The ongoing technological developments – such as artificial intelligence (AI), robots, e-processing, big data and multi-cloud – represent the biggest challenge facing the industry, even though they also create opportunities. They will have far-reaching consequences for (re)insurers.
First, the development and deployment of these new technologies will create new ‘intrinsic’ risks and hence deeply transform our risk universe. I am thinking in particular about the significant rise of cyber risks.
Second, new technologies will fundamentally change the way we produce (re)insurance. There is no part of the risk-to-capital chain that won’t be fundamentally altered by these new technologies over the long term, from risk knowledge and modelling to product innovation, distribution, customer experience, underwriting, fraud detection and claims processing. This will result in a positive shift in the (re)insurance industry’s efficiency frontier. Of course, this rise in the sector’s efficiency may eventually have deep consequences in terms of the redistribution of market positions. Adaptability and timely investment in technology are key factors of competitive positioning, especially since the sector may be shaken by agile and nimble newcomers that are not encumbered with the legacy and transitional issues faced by large incumbent companies. The industry is subject to increasing contestability from new players surfing the “technological wave”.
Third, these new technologies – by completely redefining how data is accessed and processed – will transform the way in which (re)insurance supply and demand are matched, both quantitatively and qualitatively. They will enable far wider, more dynamic observability and monitoring, making information available and processable from multiple sources on a highly granular basis, at virtually no cost. These fundamental changes in terms of data collection and processing capabilities will be a quantum leap for the sector. They will significantly reduce information asymmetry between insurers and insureds, to a large extent preventing strategic behaviors – and rendering the historical concepts of moral hazards and adverse selection quasi obsolete –, they will facilitate access to (re)insurance from multiple platforms and enhance risk knowledge, but they will also improve comparability, resulting in fiercer competition between (re)insurers. Finally, new technologies will lead to a greater congruence and a dynamic adjustment over time between risk and the terms and conditions – or even the price paid – for the insurance coverage of that risk.
The (re)insurance industry will ultimately benefit from this technological revolution. But coping with this major disruption requires timely adaptation and innovation, which means embracing and integrating these new technologies by investing in tools and technology. Openness to change should run deep within both individual companies and the industry. This also means that (re)insurance professionals need to learn how to work alongside these new technologies, which will inevitably affect the way in which they perform their duties.
What advice would you give a young professional in the industry?
(Re)insurance is first and foremost a knowledge-based industry. An extremely sophisticated, technical and scientific industry. So, my advice to a young professional would be to “invest” in knowledge, lato sensu! Be curious. Never stop questioning. Keep reading, learning, training and exploring. Be mindful of scientific progress and technological advances. Invest to understand the ever-changing risk universe!

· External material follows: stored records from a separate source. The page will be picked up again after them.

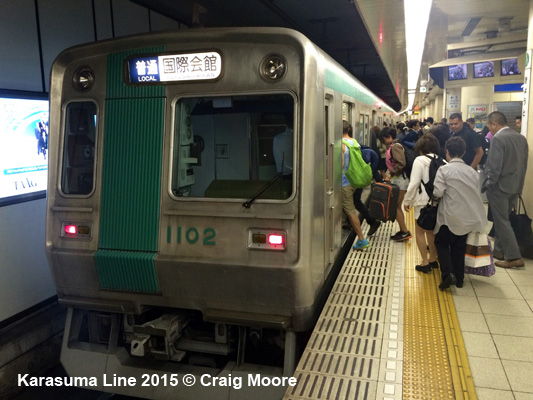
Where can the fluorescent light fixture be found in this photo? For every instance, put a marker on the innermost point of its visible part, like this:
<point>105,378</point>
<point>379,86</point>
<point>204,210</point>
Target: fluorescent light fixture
<point>416,14</point>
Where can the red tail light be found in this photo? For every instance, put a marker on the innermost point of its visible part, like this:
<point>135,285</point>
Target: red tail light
<point>71,229</point>
<point>275,239</point>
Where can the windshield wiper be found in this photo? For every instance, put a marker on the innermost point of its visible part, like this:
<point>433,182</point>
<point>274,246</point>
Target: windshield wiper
<point>249,202</point>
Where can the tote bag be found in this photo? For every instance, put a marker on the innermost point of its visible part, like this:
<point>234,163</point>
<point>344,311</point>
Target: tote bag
<point>487,270</point>
<point>478,252</point>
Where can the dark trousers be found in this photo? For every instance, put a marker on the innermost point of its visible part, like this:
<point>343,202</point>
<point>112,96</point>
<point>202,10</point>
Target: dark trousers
<point>359,206</point>
<point>451,250</point>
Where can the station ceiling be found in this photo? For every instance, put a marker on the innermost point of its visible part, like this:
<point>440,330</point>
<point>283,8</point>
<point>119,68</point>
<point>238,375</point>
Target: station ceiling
<point>367,37</point>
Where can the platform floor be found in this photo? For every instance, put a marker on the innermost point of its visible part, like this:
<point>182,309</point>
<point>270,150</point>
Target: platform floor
<point>387,332</point>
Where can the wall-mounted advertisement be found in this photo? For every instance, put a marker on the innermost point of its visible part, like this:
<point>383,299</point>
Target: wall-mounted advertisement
<point>24,150</point>
<point>479,113</point>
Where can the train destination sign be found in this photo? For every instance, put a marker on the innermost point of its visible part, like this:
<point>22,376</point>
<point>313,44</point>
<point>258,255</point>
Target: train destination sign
<point>177,67</point>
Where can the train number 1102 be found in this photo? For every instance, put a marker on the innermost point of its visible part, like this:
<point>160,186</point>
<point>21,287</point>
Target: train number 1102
<point>192,235</point>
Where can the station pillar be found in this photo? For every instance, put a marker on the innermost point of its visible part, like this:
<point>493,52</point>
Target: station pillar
<point>527,129</point>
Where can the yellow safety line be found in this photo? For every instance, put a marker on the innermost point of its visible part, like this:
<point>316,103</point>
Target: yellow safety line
<point>435,360</point>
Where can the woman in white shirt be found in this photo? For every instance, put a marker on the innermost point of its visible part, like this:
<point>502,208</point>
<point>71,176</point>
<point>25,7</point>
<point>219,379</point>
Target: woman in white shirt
<point>416,196</point>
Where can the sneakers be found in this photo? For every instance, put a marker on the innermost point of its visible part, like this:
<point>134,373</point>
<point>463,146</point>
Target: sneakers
<point>518,263</point>
<point>423,268</point>
<point>374,227</point>
<point>361,244</point>
<point>401,236</point>
<point>447,282</point>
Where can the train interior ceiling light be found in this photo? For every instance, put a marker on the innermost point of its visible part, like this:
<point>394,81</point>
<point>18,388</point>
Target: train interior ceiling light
<point>24,150</point>
<point>415,38</point>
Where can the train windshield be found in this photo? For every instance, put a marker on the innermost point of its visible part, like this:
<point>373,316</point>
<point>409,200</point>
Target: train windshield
<point>78,156</point>
<point>233,147</point>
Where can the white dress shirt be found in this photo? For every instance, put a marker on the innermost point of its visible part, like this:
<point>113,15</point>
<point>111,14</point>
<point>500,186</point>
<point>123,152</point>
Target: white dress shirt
<point>461,207</point>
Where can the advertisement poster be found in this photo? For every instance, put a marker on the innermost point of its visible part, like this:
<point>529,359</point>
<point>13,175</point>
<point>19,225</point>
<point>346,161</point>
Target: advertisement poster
<point>479,113</point>
<point>23,154</point>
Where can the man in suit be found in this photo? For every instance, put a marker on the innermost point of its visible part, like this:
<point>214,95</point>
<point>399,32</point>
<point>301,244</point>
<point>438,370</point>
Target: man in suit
<point>505,174</point>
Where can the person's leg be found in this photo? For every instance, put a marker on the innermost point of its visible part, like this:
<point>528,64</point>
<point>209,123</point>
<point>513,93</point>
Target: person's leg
<point>458,250</point>
<point>349,210</point>
<point>443,246</point>
<point>356,225</point>
<point>501,205</point>
<point>400,218</point>
<point>421,244</point>
<point>430,240</point>
<point>359,206</point>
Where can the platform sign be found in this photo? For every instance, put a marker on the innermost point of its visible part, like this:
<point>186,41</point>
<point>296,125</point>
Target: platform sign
<point>175,67</point>
<point>479,113</point>
<point>526,88</point>
<point>453,102</point>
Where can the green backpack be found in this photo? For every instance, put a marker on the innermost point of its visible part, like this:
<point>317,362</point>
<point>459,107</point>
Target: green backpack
<point>359,173</point>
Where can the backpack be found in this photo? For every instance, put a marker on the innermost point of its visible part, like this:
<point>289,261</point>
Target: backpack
<point>359,173</point>
<point>434,165</point>
<point>410,155</point>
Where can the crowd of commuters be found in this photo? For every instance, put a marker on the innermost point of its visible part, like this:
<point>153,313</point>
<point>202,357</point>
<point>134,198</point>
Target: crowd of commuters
<point>500,154</point>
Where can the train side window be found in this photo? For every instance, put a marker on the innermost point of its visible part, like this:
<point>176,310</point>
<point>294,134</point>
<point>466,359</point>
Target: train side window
<point>247,145</point>
<point>79,146</point>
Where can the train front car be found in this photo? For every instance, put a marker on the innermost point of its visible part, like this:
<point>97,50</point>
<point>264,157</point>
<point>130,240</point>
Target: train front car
<point>190,225</point>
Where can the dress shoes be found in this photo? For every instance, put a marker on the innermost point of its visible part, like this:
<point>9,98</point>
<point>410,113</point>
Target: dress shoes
<point>518,263</point>
<point>447,282</point>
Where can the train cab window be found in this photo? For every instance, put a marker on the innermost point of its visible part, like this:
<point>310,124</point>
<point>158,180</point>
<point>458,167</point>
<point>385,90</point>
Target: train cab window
<point>79,146</point>
<point>233,147</point>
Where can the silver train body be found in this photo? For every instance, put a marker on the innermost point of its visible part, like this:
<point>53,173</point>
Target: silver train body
<point>181,229</point>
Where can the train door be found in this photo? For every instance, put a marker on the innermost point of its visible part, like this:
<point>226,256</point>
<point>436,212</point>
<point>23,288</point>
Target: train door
<point>329,174</point>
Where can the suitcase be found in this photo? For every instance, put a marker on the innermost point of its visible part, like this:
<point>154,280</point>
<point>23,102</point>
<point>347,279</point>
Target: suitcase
<point>383,201</point>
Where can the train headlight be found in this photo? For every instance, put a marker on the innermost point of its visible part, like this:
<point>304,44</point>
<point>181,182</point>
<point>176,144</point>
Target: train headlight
<point>83,79</point>
<point>266,239</point>
<point>273,68</point>
<point>76,230</point>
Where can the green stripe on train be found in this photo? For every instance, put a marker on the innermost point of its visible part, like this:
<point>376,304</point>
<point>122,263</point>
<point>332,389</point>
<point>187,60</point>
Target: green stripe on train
<point>131,182</point>
<point>341,83</point>
<point>126,270</point>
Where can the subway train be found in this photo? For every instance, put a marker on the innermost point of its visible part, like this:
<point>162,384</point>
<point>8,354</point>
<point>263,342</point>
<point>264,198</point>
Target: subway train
<point>194,203</point>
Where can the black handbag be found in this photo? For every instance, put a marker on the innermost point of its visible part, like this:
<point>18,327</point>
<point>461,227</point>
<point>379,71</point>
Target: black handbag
<point>521,224</point>
<point>428,217</point>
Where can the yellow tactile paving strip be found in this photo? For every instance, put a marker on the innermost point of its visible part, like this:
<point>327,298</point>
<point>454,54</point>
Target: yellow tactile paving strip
<point>435,359</point>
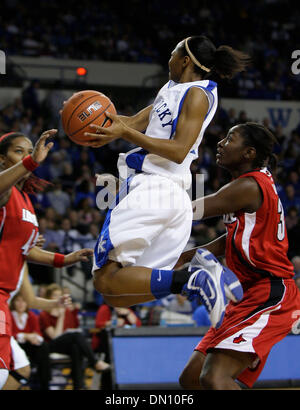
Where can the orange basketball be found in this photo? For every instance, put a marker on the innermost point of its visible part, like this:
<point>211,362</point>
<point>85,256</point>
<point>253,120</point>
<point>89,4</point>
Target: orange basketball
<point>83,109</point>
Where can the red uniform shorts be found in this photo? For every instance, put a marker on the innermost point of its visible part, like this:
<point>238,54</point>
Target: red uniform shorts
<point>5,352</point>
<point>264,317</point>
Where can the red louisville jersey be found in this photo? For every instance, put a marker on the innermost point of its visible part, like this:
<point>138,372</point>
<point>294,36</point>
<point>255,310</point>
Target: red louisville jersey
<point>18,234</point>
<point>257,243</point>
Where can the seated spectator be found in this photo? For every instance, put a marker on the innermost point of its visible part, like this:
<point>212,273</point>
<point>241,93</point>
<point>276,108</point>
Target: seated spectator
<point>60,329</point>
<point>26,330</point>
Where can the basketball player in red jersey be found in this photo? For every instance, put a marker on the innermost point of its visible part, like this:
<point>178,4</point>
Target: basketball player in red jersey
<point>19,227</point>
<point>256,247</point>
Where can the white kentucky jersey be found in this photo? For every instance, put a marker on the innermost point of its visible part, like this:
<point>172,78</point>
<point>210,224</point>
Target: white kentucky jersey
<point>163,121</point>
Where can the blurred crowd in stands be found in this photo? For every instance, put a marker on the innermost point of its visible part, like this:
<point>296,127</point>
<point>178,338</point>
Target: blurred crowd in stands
<point>266,29</point>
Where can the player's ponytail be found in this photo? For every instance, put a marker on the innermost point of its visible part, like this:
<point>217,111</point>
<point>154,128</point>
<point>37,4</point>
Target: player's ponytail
<point>33,184</point>
<point>209,60</point>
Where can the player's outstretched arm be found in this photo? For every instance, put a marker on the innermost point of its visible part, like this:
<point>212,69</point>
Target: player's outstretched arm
<point>190,121</point>
<point>35,302</point>
<point>139,121</point>
<point>42,257</point>
<point>240,194</point>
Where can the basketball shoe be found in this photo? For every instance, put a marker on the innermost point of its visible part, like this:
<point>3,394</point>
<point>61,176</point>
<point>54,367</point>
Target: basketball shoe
<point>212,283</point>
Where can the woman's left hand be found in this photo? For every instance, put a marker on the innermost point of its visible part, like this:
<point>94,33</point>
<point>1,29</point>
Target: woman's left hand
<point>100,136</point>
<point>82,255</point>
<point>40,241</point>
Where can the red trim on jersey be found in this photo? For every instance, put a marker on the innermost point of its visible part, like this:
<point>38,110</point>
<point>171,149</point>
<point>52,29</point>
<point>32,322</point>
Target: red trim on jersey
<point>257,243</point>
<point>19,232</point>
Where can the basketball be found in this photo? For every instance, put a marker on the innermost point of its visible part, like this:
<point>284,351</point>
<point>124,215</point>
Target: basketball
<point>83,109</point>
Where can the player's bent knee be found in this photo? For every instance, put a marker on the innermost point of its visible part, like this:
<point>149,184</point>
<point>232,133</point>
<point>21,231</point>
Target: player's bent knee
<point>103,282</point>
<point>188,380</point>
<point>117,301</point>
<point>24,371</point>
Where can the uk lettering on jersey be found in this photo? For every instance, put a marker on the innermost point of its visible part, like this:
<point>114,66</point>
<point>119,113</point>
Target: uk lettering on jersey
<point>18,234</point>
<point>163,121</point>
<point>257,243</point>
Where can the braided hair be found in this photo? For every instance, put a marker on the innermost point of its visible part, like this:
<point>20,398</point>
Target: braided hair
<point>224,61</point>
<point>261,138</point>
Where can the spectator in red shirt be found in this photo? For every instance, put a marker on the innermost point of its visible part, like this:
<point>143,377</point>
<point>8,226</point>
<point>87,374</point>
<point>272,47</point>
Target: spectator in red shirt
<point>26,330</point>
<point>61,328</point>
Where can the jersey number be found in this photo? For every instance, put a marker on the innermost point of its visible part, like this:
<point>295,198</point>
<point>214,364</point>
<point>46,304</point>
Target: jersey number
<point>30,243</point>
<point>281,223</point>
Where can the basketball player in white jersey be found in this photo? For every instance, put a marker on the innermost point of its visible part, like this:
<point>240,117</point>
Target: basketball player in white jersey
<point>149,226</point>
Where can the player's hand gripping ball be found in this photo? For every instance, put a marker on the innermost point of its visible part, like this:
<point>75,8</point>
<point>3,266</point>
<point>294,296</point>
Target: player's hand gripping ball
<point>83,109</point>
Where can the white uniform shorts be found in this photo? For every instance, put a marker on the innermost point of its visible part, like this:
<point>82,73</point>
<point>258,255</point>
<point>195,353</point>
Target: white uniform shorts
<point>149,226</point>
<point>18,355</point>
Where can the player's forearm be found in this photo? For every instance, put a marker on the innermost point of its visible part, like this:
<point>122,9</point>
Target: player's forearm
<point>169,149</point>
<point>40,256</point>
<point>138,121</point>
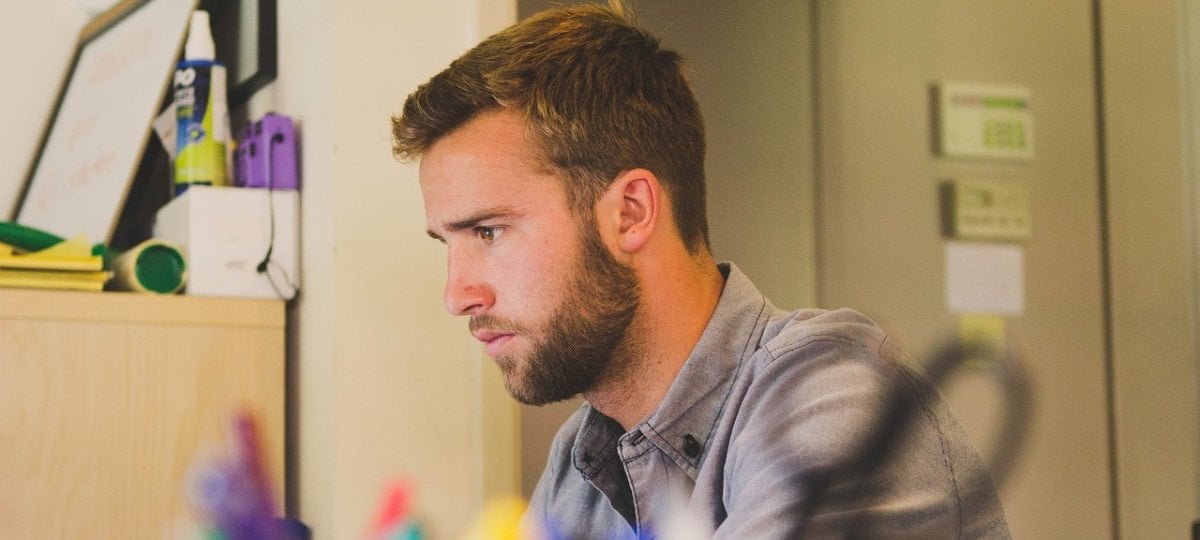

A (re)insurer is in sync with all the dimensions of its environment, it is plugged in and reacts to everything that happens in the world. We are attuned to everything, and we must manage the risks and seize the opportunities offered by this constantly evolving and increasingly complex and protean world. This evolution requires constant learning, and inherently creates a lifelong learning process. Given the increasing interaction between reinsurance and the financial world, a young professional should also pay attention to the various financial markets. All of this certainly makes (re)insurance a fascinating industry.